Drill down to look at the precise details of what the U.S. is offering, and it the substance seems paper-thin.

The gory details

The United States is already a tax haven for foreigners. To achieve effective reciprocity with other countries it would need to tighten up its rules considerably, and in various ways. The U.S. Treasury's Financial Crimes Enforcement Network (FINCEN) seems to be taking a lead on some of the internal stuff to prepare the ground for international co-operation, with new rules entitled "Customer Due Diligence Requirements for Financial Institutions." [---]

If Fincen were to close all the loopholes and obtain all this customer information, it doesn't seem clear to us that it would be authorised to pass it on to the U.S. Internal Revenue Service (IRS), which would be the body that would be mandated to hand over the necessary information to foreign governments that need it to tax or police their wealthy citizens and criminals.

A Europe-based expert we spoke to went as far as to call the U.S.' adherence to the emerging global transparency standards, just based on what this Fincen document says, 'farting in the wind.' This document shows that the US is currently unable under its domestic law to reciprocate with information exchange, because its banks are not required to collect the necessary beneficial ownership information.

So much for the requirements for financial institutions in the U.S. to fish the information out of its customers. Now look at how the (non-) information they do obtain are to be shared out with the U.S.' foreign partners. Article 6 from one of the U.S. Model IGAs (Intergovernmental Agreements) says:

"Reciprocity. The Government of the United States acknowledges the need to achieve equivalent levels of reciprocal automatic information exchange with [FATCA Partner]." The U.S. government acknowledges the need to be reciprocal. That's nice. But will it be?

[G]et a picture of what the U.S. may obtain from other countries, versus what other countries may obtain from the U.S. Here's a summary of some of the differences, from TJN's Andres Knobel. Just look at how thin the US banks' reporting obligations are about Germans, compared to German banks' reporting obligations about US persons.

German banks' reporting obligations (to IRS):
All financial accounts
Identify controlling person of passive NFE and Non-US entities
All types of information

U.S. banks' reporting obligations (to Germany):
All financial accounts, but depositary accounts only if held by individuals
No reference to German controlling persons (neither passive NFEs nor of Non-German entities)
"All" types of information except for account balance, gross proceeds from sale or redemption of property and controlling persons' identity, moreover, "interest' paid (not if credited) only to depositary accounts.

You get the picture. Reciprocity, anyone?
Oh, and then there is the problem that only some countries, but not others, have signed or committed to sign these IGAs.

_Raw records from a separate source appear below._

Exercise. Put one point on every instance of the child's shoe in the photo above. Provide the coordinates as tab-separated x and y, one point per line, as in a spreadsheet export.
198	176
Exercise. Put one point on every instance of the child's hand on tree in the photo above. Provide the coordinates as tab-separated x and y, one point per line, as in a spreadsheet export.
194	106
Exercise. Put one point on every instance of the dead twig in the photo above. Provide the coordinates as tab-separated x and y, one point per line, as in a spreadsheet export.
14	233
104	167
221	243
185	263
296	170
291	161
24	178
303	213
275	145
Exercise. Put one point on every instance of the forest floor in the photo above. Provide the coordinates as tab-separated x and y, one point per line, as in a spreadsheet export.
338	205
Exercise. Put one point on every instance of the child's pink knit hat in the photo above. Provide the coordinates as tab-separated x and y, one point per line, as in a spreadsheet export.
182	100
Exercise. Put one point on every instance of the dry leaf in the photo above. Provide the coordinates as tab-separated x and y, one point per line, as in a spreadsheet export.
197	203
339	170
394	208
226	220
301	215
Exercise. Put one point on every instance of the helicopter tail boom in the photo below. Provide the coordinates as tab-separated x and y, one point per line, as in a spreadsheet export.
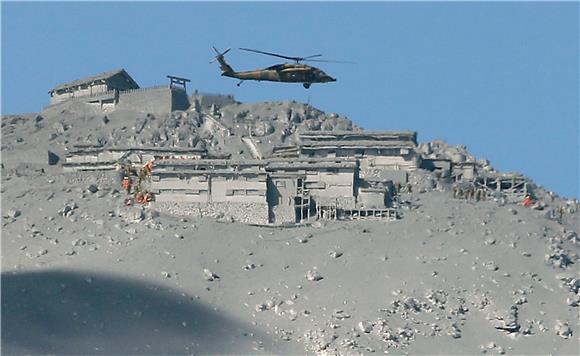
226	69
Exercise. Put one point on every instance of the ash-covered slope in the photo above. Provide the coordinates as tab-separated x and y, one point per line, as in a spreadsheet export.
83	273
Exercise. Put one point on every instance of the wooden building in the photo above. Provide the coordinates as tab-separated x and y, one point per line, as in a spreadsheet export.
104	86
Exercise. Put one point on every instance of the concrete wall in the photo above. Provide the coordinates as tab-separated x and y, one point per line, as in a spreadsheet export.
337	184
155	100
236	190
371	199
281	192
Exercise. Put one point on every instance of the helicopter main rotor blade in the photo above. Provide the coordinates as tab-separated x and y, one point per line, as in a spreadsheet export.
312	56
329	61
272	54
218	53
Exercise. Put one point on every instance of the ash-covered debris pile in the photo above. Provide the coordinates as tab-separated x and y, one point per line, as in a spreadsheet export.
439	248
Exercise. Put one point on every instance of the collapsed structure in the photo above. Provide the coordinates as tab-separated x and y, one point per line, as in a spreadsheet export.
310	174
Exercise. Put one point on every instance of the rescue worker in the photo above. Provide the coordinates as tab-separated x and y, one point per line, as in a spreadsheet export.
126	184
148	167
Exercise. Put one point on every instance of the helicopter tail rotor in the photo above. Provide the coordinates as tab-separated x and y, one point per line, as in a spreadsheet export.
218	54
226	69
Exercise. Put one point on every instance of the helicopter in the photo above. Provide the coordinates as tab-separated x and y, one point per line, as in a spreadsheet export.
285	72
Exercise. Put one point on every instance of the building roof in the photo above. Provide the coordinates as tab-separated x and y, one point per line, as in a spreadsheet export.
359	135
356	144
80	149
87	80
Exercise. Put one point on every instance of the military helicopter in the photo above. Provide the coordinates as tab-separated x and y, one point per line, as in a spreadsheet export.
285	72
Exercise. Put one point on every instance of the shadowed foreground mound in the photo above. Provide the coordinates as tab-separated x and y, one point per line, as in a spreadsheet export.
72	313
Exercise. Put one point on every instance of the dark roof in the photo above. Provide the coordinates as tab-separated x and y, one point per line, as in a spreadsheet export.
105	75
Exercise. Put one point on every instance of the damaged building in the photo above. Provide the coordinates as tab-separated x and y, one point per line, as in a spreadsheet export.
275	191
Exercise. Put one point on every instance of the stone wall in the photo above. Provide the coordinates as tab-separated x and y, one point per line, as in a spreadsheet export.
249	213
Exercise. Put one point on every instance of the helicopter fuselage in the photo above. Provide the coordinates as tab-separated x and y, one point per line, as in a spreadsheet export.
286	72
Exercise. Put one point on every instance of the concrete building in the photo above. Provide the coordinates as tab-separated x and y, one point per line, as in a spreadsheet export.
277	191
388	155
237	189
301	188
99	158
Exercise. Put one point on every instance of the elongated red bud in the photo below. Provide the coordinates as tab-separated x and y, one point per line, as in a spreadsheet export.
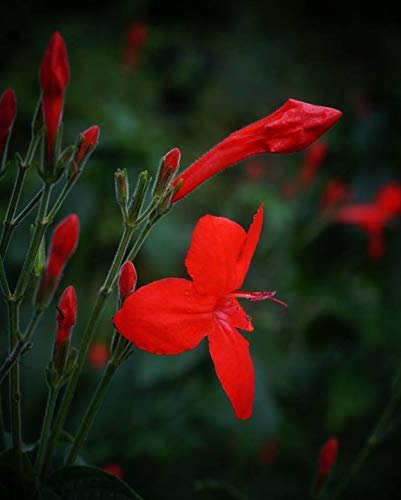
127	280
8	111
63	244
89	140
54	76
291	128
327	458
66	315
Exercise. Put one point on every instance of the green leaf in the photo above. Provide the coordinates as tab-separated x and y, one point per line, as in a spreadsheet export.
78	482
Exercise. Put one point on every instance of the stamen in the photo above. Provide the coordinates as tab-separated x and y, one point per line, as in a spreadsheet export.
256	296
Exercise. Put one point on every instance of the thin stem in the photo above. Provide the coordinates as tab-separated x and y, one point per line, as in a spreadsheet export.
376	436
103	295
47	420
21	345
62	196
8	225
13	311
5	289
28	208
40	228
91	412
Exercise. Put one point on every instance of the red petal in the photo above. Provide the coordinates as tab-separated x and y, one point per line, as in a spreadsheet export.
249	247
213	255
165	317
234	368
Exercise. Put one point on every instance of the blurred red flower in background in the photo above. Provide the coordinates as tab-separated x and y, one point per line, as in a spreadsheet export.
8	111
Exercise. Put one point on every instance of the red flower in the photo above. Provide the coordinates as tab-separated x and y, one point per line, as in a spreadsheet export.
67	315
63	244
313	160
335	193
372	217
114	469
327	458
98	355
127	280
89	140
291	128
54	77
173	315
8	111
134	43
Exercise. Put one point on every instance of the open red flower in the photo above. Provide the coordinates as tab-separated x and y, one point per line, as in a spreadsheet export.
54	77
291	128
8	110
173	315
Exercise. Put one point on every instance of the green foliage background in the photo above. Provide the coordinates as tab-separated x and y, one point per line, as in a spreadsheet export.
323	368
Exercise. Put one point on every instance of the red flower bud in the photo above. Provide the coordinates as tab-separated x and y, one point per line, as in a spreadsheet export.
291	128
8	111
89	140
67	314
54	77
135	41
63	244
114	469
327	457
127	280
98	355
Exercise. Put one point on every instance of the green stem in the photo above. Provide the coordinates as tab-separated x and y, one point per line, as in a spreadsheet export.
13	311
28	208
20	346
40	228
376	436
47	420
8	224
5	289
91	412
103	295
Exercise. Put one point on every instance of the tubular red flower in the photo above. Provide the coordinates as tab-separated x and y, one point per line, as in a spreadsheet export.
8	111
173	315
327	458
63	244
127	280
89	139
291	128
67	314
135	40
54	77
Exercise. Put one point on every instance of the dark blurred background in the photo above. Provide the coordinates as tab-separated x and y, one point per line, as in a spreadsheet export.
325	367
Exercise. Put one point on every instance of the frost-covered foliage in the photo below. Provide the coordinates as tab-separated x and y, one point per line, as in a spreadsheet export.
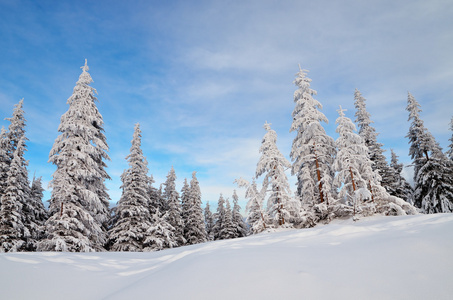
160	235
209	222
78	188
171	197
14	234
194	228
353	170
281	207
257	217
369	135
432	169
240	228
313	150
223	227
34	213
450	150
4	160
219	218
133	219
399	186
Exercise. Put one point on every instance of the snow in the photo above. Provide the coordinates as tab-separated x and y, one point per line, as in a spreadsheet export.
404	257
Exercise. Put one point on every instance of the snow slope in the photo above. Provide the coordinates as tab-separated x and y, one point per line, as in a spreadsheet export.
406	257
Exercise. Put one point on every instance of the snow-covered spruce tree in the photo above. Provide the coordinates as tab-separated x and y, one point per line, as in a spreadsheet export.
369	135
14	234
209	222
450	150
313	150
432	169
240	228
434	183
228	231
272	164
185	202
4	160
161	234
34	213
79	202
171	197
194	228
400	187
353	170
219	217
420	139
257	217
133	220
359	185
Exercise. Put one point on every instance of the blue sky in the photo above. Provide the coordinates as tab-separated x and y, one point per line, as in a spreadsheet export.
202	77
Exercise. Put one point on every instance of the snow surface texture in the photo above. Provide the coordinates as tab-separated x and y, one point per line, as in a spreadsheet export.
404	257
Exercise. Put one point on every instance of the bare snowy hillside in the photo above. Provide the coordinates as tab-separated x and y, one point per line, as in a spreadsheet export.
376	258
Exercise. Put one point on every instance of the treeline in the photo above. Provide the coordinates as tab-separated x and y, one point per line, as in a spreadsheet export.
342	178
79	218
346	177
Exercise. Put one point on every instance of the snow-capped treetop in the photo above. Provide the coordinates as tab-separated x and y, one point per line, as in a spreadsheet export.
312	149
450	150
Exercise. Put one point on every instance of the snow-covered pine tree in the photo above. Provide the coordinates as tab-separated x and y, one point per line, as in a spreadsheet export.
133	220
185	203
450	150
352	165
4	160
194	228
281	207
79	202
433	179
257	217
171	197
209	222
34	213
313	150
400	187
239	225
420	139
227	231
14	234
219	218
161	234
369	135
359	185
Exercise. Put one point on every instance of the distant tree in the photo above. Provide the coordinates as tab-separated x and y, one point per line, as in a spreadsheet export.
272	164
400	187
369	135
4	160
160	235
450	150
35	215
238	221
14	234
354	175
228	231
79	201
257	217
194	228
433	170
313	150
219	218
130	231
171	197
209	222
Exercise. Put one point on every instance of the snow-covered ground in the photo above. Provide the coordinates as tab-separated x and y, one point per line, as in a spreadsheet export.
406	257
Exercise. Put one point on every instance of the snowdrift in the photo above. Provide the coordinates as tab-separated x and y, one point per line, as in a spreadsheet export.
404	257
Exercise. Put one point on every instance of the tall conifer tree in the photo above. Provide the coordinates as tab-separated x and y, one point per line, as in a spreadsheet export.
79	201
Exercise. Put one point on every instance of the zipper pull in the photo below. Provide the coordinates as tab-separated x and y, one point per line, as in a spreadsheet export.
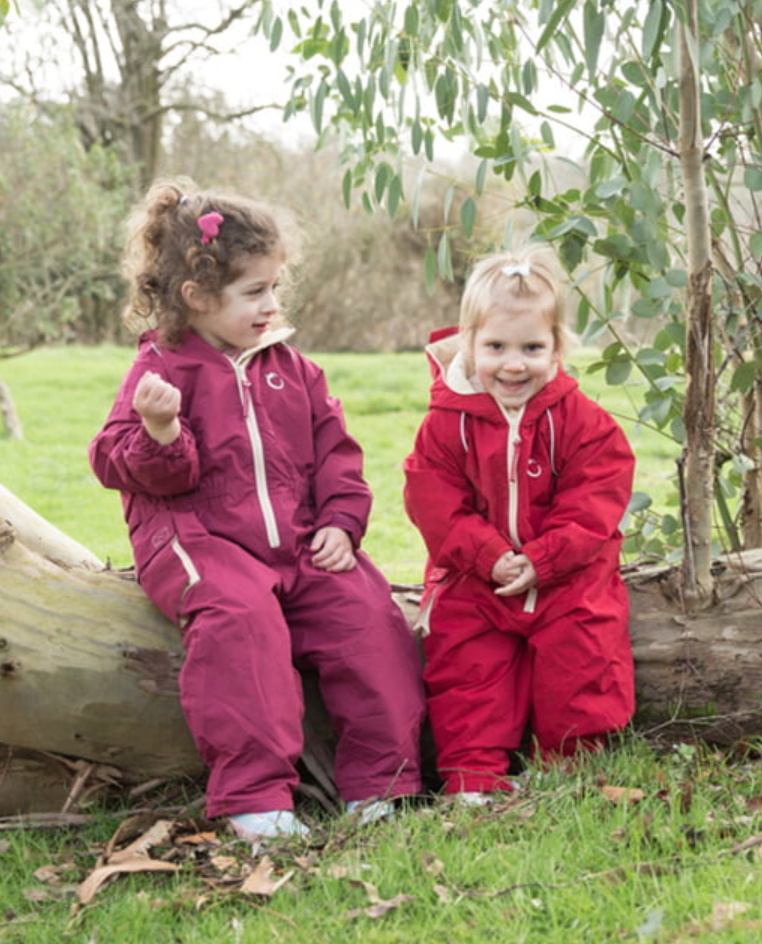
513	471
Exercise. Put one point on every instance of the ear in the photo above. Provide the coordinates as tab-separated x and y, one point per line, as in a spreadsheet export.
194	297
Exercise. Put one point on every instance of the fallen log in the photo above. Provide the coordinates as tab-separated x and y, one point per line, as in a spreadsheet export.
88	667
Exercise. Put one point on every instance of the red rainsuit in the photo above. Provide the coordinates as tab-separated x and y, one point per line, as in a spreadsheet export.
552	480
220	522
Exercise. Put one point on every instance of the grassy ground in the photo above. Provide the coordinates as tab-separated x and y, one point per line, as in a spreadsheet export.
64	394
631	846
644	842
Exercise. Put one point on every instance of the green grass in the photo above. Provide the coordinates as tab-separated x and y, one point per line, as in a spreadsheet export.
63	395
560	864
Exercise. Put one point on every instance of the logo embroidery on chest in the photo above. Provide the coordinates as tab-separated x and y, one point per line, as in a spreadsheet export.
534	469
274	381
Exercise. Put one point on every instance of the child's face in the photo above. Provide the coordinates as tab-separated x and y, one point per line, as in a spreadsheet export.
245	309
514	353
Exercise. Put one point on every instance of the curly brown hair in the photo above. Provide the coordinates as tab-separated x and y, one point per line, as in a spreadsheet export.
164	250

And then there's the problem that the U.S. legislation required to tackle this stuff is all over the place, in different legislative nooks and crannies. Jack Blum, a Tax Justice Network Senior Adviser, gave a good overview of an earlier version of this mess to the U.S. Senate Finance Committee in 2008 [...]:"after the current round of IRS budget cuts there is no way the United States could implement Information Exchange. Without the people nothing the law says really matters. Things here are in a real mess."

Loophole USA: the big one. Will the OECD and its member states - not to mention developing countries - wake up to these issues? And will the United States itself realize that if it doesn't play ball, others won't want to play either? If not, the world's wealth will flood more upwards and out of sight rather more rapidly than it would have done. That'll be quite a legacy.